これは注意喚起としては間違ってはいませんが、「言うは易く行うは難し」を地で行く話であり、答えのない対策になっている恐れがあります。脅威を理解することが重要なのは間違いないものの、実際に対策を講じるのが難しい内容でした。
セキュリティにおいてはこのように、「注意喚起する側は目的を達成できても、受け取る側は言われっぱなしになってしまい『途方に暮れる』あるいは『無視してしまう』」という事態が散見されます。本コラムでも度々推奨している「アップデート」や「パスワード強化」「バックアップ」についても、普通の人からすると「そんな難しいことはできない」と思うかもしれません。
特に「パスワードを使い回さないようにしよう」という注意喚起はよく聞きますが、実現できている人は多いとは言えません。実際のところ、筆者もパスワードを全て違うものにできてはおらず、使い回しをしている側の人間です。パスワードの使い回しは利用者の問題ですが、これで最も困っているのはセキュリティ対策をそれなりに講じているサービス運営側でしょう。

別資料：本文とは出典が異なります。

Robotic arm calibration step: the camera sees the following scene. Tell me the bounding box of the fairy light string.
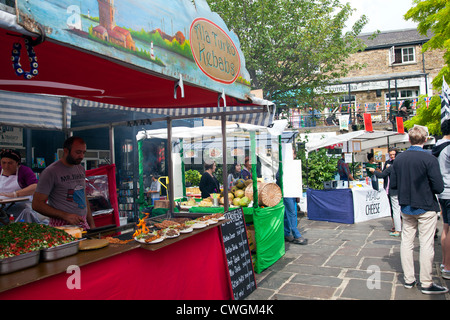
[11,37,39,80]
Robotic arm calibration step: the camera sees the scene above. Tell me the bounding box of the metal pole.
[167,118,175,216]
[221,114,229,212]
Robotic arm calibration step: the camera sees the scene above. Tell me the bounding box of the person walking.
[432,119,450,279]
[390,126,448,294]
[337,152,355,181]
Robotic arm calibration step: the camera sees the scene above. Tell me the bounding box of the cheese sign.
[190,18,241,84]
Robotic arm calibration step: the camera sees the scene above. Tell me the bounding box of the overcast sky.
[340,0,417,33]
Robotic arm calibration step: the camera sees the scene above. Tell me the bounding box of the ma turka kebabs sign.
[190,18,241,84]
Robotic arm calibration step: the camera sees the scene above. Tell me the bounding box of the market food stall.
[306,130,434,224]
[0,0,274,299]
[136,121,286,273]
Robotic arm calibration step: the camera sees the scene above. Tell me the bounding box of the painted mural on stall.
[16,0,250,98]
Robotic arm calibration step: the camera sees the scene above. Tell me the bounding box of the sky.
[340,0,417,33]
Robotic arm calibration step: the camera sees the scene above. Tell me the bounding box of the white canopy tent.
[306,130,435,152]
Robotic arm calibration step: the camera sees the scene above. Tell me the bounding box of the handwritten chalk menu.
[221,208,256,300]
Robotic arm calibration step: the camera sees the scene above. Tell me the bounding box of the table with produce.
[0,213,231,300]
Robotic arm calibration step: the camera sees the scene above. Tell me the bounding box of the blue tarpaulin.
[306,189,355,224]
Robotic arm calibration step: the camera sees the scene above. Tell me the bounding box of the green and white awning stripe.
[0,91,72,130]
[72,100,275,126]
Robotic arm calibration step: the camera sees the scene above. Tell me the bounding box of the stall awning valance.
[0,91,72,130]
[71,99,275,126]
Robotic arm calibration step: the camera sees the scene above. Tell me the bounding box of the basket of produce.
[245,182,282,207]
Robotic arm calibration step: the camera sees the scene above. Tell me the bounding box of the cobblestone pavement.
[246,212,450,300]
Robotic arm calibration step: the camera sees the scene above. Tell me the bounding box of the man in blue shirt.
[390,126,448,294]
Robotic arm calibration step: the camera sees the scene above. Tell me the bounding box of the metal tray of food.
[0,250,40,274]
[41,239,83,261]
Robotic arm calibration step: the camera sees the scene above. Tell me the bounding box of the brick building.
[293,29,444,127]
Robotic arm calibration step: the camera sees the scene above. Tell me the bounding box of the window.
[389,47,416,66]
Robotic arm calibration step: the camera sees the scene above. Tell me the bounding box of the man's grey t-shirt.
[36,161,87,216]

ユーザーのパスワード使い回し サービス側に責任がないとは言えない?
まずパスワードに関係するインシデントを考えていきましょう。多くのサービスがそれなりにセキュリティ対策を講じているとは思いますが、不正な侵入を完全に防ぐことは困難でしょう。ただ、セキュリティを意識したシステム設計にしていれば、パスワードそのものを保持するのではなく、符号化した情報を持っているだけですので、問題は侵入されたサービスだけにとどまるはずです。
しかしパスワードを暗号化も符号化もせずに、そのまま保持しているサービスも中には存在します。サポート運用上、もしくはセキュリティ意識が低いことなど理由はさまざまですが、パスワードそのものが漏えいした事件は多数発生しており、もはやパスワードは記憶された秘密情報というよりも、“おおっぴらには公開していないが既知の情報”というくらいの認識でいいかもしれません。

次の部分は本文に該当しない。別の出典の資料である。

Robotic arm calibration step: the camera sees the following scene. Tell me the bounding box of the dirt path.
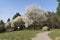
[31,31,51,40]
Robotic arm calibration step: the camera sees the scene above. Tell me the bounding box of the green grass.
[0,30,42,40]
[49,29,60,40]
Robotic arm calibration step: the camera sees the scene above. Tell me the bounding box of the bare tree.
[24,5,47,29]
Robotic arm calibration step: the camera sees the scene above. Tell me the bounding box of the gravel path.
[31,31,51,40]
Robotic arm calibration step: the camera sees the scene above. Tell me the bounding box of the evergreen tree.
[12,13,21,19]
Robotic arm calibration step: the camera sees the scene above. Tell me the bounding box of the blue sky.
[0,0,58,22]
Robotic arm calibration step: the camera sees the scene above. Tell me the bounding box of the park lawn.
[0,30,42,40]
[48,29,60,40]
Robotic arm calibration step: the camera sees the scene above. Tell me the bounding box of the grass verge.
[0,30,42,40]
[48,29,60,40]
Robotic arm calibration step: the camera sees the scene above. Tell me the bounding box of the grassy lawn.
[0,30,42,40]
[49,29,60,40]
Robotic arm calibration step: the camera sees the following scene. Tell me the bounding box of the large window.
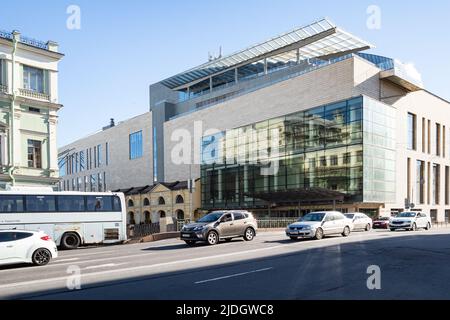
[416,160,425,204]
[130,131,143,160]
[28,139,42,169]
[431,164,441,205]
[408,113,417,150]
[23,66,46,93]
[25,196,56,212]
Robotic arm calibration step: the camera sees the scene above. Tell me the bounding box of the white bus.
[0,190,127,249]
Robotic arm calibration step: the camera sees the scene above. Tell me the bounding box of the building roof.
[113,181,188,196]
[161,19,373,89]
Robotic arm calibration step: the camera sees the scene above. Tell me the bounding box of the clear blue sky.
[0,0,450,146]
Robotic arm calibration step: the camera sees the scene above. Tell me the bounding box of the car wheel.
[244,228,255,241]
[61,232,81,250]
[314,228,323,240]
[31,248,52,266]
[206,231,219,246]
[342,227,350,237]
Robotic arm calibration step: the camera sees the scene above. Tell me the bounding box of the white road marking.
[83,263,125,270]
[53,258,80,264]
[195,267,273,284]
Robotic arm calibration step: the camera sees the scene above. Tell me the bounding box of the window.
[86,196,113,212]
[97,173,103,192]
[28,139,42,169]
[28,107,41,113]
[436,123,441,156]
[23,66,45,93]
[105,142,109,165]
[431,164,441,205]
[97,144,103,167]
[130,131,142,160]
[175,195,184,203]
[57,196,86,212]
[343,152,351,164]
[330,155,338,166]
[408,113,417,150]
[25,196,56,212]
[233,212,247,220]
[0,195,24,213]
[445,166,450,206]
[422,118,426,153]
[416,161,425,204]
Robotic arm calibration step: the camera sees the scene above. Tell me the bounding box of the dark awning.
[247,188,346,204]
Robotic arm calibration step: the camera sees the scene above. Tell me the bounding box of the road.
[0,229,450,300]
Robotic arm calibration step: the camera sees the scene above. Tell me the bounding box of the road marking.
[84,263,125,270]
[53,258,80,264]
[195,267,273,284]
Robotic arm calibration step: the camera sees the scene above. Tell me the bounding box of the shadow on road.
[2,233,450,300]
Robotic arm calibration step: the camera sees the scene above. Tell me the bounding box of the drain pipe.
[8,31,20,186]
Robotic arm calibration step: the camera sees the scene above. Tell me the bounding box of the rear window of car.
[233,212,248,220]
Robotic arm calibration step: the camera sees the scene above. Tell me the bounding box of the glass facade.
[201,97,395,209]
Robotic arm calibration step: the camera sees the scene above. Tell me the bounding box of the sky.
[0,0,450,146]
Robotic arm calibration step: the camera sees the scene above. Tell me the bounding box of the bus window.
[87,196,113,212]
[0,195,23,213]
[113,197,122,212]
[57,196,86,212]
[25,196,56,212]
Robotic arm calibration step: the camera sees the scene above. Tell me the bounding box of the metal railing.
[127,223,160,239]
[19,88,50,101]
[177,218,298,231]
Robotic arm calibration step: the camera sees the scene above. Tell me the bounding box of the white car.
[389,212,431,231]
[345,212,373,231]
[0,230,58,266]
[286,211,353,240]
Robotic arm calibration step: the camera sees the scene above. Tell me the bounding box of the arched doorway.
[175,195,184,204]
[144,211,152,224]
[177,210,184,220]
[128,212,136,225]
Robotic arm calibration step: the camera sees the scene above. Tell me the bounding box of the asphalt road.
[0,229,450,300]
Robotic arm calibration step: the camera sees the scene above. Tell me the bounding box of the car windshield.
[298,213,325,222]
[197,212,223,222]
[397,212,416,218]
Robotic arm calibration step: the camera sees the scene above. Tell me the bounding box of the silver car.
[286,211,353,240]
[345,212,373,231]
[180,211,258,245]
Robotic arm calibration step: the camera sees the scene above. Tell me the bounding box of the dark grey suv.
[181,211,258,245]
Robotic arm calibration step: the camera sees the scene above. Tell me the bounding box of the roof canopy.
[161,19,372,90]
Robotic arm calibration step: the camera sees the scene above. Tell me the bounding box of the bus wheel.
[61,232,81,250]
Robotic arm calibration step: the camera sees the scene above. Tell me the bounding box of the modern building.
[58,112,153,191]
[0,31,64,189]
[150,19,450,221]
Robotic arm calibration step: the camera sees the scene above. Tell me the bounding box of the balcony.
[19,88,50,101]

パスワードが漏えいした場合、多くは「電子メールアドレス」も漏えいしています。電子メールアドレスは基本的に公開情報であり、ほとんどの人は1つのメールアドレスで数十以上のサービスを利用しているのではないでしょうか。
“IDが電子メールアドレス”で“パスワードが使い回し”だとすると、筆者がもしサイバー攻撃者であれば、まず得た情報を使ってGoogleやApple、Microsoftなどのサービスにログインできるかどうかを試すでしょう。銀行のオンラインバンキングでも同じことを試すかもしれません。もしこれらがログインできれば、不正ログインのための情報は「不正送金」などもできる、サイバー攻撃者にとって重要な情報になり得ます。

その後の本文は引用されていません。